Gasps and cries rose inside the crowd.

 

He continued. “But I didn’t steal. I didn’t hurt. I simply tried the ability. I wanted to know what it meant to speak without the chains of the truth.”

 

“Chains?” The mayor spat. “You call truth chains?”

 

“No,” Thomas said. “I call compulsory and forced truths chains. What’s the worth of honesty if we never had the choice to be dishonest?” The resultant silence of his friends, of his family, and of his peers, weighed heavier than any lie Thomas had told.
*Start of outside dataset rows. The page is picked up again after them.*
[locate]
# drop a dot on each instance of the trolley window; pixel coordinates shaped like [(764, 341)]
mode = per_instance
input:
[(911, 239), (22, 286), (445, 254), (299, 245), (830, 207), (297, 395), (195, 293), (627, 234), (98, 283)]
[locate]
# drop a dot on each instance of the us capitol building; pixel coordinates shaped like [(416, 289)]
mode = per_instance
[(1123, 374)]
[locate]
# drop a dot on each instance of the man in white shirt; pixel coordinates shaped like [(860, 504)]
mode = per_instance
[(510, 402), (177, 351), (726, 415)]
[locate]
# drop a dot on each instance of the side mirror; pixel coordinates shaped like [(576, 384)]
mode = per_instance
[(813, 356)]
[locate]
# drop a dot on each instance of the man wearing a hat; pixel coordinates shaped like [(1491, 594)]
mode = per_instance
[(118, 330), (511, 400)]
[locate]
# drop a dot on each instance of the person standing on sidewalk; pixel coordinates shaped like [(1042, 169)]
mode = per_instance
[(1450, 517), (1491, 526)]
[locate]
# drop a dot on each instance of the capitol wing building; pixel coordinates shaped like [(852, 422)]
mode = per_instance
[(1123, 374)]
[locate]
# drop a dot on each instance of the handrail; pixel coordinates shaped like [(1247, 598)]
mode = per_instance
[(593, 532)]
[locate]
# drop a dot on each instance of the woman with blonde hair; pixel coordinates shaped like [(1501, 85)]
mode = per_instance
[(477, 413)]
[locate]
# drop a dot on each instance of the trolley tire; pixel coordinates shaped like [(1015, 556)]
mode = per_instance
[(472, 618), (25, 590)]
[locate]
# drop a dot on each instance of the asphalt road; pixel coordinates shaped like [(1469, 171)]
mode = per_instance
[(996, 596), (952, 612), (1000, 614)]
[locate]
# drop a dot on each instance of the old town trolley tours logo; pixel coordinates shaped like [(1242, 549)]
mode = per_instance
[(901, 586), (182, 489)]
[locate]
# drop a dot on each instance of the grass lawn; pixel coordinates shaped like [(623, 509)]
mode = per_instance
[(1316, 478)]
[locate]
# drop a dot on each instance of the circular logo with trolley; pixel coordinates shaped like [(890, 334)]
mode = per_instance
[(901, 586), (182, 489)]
Then, after a few minutes of silence, someone clapped. Lila. One clap. Then two. Then three. Eventually, all the citizens loosened their resistance to the truth.

 

“Indeed, why should telling what is right always be necessary?” People asked themselves. “If the truth was only spoken because it had to be spoken, did it still mean anything?” And in that thought, something shifted. A boundary loosened. A wall cracked.


And from that day on, the people of Verdads could lie. Most didn’t. The habit of truth was hard to break. And somehow, even the truth felt different, though it had been all they had known. Because now, when someone told the truth, it actually meant something. It was a choice. And the free will to make these choices, after all, was what made the people of Verdads, and people everywhere else, human.